I have written some code to scrape BTC/ETH time series from investing.com and it works fine. However I need to alter the requests call so that the downloaded data is from Kraken not the bitfinex default and from 01/06/2016 instead of the default start time. This options can be set manually on the web page but I have no idea how to send that via the requests call except that it may involve using a the "data" parameter. Grateful for any advice.
Thanks,
KM
Code already written in python and works fine for defaults
import requests
from bs4 import BeautifulSoup
import os
import numpy as np
# BTC scrape https://www.investing.com/crypto/bitcoin/btc-usd-historical-data
# ETH scrape https://www.investing.com/crypto/ethereum/eth-usd-historical-data
ticker_list = [x.strip() for x in open("F:\\System\\PVWAVE\\Crypto\\tickers.txt", "r").readlines()]
urlheader = {
"User-Agent": "Mozilla/5.0 (X11; Linux x86_64) AppleWebKit/537.36 (KHTML, like Gecko) Chrome/50.0.2661.75 Safari/537.36",
"X-Requested-With": "XMLHttpRequest"
}
print("Number of tickers: ", len(ticker_list))
for ticker in ticker_list:
print(ticker)
url = "https://www.investing.com/crypto/"+ticker+"-historical-data"
req = requests.get(url, headers=urlheader, data=payload)
soup = BeautifulSoup(req.content, "lxml")
table = soup.find('table', id="curr_table")
split_rows = table.find_all("tr")
newticker=ticker.replace('/','\\')
output_filename = "F:\\System\\PVWAVE\\Crypto\\{0}.csv".format(newticker)
os.makedirs(os.path.dirname(output_filename), exist_ok=True)
output_file = open(output_filename, 'w')
header_list = split_rows[0:1]
split_rows_rev = split_rows[:0:-1]
for row in header_list:
columns = list(row.stripped_strings)
columns = [column.replace(',','') for column in columns]
if len(columns) == 7:
output_file.write("{0}, {1}, {2}, {3}, {4}, {5}, {6} \n".format(columns[0], columns[2], columns[3], columns[4], columns[1], columns[5], columns[6]))

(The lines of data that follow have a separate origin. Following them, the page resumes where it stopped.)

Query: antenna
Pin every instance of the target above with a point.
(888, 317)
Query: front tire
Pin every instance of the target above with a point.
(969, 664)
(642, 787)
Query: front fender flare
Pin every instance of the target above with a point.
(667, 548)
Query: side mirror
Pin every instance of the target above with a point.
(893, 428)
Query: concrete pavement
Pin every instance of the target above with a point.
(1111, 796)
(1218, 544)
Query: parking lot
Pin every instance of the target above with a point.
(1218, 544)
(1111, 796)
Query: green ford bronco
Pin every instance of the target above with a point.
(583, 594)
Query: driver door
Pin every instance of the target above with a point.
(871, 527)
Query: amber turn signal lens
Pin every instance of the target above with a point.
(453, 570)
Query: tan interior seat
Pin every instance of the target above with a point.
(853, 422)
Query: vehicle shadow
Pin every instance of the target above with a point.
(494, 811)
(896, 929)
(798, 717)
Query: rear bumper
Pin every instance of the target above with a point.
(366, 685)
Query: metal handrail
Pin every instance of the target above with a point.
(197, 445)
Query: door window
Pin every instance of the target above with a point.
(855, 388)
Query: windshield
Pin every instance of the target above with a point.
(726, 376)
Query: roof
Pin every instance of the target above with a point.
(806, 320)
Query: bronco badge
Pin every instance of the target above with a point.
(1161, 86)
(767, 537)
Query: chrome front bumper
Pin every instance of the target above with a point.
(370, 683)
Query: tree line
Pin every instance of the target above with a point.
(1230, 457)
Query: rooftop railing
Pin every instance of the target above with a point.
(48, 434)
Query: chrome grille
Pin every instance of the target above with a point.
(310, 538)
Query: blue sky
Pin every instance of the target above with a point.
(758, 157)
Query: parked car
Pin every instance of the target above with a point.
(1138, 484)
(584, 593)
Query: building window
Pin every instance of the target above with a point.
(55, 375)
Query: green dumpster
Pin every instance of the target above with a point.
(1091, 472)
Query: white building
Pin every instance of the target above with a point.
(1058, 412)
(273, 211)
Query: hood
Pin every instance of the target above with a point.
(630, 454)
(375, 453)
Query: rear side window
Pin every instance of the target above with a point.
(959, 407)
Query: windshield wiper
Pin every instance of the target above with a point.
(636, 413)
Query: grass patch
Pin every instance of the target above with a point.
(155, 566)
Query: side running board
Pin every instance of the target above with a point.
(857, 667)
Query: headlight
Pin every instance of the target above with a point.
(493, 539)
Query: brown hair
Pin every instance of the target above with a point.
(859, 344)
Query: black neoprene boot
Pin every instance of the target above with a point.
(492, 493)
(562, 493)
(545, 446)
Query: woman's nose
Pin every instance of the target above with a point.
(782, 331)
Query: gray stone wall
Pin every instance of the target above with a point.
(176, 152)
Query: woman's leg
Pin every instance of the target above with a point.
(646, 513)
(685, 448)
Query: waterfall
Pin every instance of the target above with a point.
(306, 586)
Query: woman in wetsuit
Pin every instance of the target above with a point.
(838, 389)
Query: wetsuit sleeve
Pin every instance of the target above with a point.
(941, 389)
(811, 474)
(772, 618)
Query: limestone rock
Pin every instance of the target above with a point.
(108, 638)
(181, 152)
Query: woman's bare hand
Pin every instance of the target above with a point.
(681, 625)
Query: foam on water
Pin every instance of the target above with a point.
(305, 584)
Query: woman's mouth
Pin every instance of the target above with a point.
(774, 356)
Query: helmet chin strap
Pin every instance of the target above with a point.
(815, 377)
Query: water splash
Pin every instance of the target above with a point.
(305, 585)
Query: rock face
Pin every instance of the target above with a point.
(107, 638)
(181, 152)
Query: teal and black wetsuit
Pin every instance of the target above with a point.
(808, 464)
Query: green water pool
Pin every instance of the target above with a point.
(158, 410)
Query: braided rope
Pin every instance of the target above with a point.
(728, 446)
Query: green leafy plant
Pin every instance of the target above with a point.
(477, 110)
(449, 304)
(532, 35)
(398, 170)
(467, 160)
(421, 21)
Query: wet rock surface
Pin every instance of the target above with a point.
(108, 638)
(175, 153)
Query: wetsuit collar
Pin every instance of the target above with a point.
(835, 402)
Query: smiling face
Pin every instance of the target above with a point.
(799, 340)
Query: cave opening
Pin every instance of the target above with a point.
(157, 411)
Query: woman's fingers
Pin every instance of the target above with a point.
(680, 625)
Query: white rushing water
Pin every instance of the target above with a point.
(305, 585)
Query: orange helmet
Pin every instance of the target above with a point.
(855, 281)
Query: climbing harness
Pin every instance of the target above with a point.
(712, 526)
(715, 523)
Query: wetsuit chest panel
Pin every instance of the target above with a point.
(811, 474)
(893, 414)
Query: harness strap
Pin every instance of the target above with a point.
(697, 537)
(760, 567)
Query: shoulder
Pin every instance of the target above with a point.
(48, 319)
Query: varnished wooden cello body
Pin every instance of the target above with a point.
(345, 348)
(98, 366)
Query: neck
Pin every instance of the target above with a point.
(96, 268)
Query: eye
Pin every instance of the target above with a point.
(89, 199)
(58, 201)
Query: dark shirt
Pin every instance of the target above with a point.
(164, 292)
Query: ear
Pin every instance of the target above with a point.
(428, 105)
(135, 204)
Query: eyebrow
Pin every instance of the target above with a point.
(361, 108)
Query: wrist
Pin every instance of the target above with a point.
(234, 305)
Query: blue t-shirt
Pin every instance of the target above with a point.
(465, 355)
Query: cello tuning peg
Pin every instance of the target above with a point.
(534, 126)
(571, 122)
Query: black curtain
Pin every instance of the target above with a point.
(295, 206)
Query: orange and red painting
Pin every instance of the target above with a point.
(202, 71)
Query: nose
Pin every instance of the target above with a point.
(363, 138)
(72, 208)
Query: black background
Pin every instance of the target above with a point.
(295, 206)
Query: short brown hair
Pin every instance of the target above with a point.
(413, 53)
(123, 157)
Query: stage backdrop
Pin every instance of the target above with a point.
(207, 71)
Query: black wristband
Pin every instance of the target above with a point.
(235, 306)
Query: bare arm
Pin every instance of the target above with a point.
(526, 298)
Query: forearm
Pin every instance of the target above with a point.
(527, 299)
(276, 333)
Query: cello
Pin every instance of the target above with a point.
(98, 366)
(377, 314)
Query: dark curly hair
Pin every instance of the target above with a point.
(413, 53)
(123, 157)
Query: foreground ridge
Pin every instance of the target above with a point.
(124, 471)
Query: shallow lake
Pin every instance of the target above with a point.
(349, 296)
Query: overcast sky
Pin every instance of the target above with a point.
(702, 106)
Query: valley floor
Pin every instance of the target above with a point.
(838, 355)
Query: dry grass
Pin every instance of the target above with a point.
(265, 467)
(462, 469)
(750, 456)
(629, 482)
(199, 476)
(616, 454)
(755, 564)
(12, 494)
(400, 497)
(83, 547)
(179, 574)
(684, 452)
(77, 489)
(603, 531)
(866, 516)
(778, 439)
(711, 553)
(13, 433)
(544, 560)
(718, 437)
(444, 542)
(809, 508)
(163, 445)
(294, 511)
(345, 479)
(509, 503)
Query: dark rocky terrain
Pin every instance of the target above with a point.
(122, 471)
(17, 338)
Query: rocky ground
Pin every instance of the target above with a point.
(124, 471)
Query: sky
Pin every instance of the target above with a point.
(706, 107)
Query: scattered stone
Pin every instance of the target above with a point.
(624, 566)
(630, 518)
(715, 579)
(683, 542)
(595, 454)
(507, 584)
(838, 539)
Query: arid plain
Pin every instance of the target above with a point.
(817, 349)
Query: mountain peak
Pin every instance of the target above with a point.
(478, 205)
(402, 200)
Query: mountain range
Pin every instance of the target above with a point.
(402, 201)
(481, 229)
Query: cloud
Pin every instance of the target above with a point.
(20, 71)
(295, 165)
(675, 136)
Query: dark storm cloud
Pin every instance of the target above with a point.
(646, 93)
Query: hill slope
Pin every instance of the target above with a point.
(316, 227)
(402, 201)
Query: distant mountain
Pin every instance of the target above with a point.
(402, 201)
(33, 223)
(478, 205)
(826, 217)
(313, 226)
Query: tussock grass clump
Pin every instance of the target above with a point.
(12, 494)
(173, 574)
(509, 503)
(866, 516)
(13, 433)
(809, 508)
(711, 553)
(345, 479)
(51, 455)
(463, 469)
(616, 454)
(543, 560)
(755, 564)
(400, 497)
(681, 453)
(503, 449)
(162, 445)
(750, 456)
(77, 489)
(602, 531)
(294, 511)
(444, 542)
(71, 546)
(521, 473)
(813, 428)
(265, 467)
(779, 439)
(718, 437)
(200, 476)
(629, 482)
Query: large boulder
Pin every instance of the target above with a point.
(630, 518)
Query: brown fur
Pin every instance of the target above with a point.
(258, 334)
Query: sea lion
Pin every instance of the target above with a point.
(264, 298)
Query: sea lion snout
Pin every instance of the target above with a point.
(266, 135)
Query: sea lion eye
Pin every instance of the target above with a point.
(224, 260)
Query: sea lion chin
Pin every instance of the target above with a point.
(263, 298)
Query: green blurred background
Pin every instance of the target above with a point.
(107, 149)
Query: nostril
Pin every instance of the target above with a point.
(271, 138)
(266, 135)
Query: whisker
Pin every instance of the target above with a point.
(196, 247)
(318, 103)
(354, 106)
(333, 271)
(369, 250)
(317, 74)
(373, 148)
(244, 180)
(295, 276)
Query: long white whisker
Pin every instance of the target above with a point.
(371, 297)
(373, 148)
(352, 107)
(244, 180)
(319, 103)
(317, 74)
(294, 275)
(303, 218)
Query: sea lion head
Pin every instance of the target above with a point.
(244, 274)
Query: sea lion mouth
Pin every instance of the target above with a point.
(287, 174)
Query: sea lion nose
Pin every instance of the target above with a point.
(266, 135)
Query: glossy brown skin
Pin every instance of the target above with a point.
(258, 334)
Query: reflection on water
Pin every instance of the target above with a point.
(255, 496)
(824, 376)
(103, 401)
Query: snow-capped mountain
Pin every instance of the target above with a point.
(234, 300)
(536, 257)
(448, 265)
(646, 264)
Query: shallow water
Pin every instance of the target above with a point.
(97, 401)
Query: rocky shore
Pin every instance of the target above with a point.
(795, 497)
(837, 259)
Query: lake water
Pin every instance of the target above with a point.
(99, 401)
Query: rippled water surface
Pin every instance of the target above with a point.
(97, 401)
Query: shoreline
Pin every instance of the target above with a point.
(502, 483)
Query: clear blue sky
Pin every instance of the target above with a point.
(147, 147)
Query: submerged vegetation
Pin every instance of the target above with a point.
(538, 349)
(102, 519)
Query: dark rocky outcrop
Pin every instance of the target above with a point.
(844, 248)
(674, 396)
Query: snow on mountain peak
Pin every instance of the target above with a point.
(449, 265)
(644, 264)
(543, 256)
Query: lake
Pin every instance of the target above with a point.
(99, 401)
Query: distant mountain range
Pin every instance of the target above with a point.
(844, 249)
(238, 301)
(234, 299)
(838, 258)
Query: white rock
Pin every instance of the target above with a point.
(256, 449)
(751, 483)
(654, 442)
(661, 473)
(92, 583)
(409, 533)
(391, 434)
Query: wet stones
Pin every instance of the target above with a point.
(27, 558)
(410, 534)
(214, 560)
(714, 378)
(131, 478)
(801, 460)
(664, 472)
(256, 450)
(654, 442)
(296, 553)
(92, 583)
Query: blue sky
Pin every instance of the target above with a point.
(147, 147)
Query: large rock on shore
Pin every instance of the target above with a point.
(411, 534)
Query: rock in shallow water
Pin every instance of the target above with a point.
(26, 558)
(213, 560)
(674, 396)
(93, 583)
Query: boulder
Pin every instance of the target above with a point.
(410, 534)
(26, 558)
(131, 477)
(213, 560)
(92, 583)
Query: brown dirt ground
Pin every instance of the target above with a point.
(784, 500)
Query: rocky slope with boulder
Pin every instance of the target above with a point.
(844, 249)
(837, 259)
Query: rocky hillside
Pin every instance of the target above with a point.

for row in split_rows_rev:
columns = list(row.stripped_strings)
columns = [column.replace(',','') for column in columns]
if len(columns) == 7:
output_file.write("{0}, {1}, {2}, {3}, {4}, {5}, {6} \n".format(columns[0], columns[2], columns[3], columns[4], columns[1], columns[5], columns[6]))
output_file.close()
Data is downloaded for default exchange and default date range but I want to specify Kraken and default start and end times (01/06/16 and last full day ie always yesterday)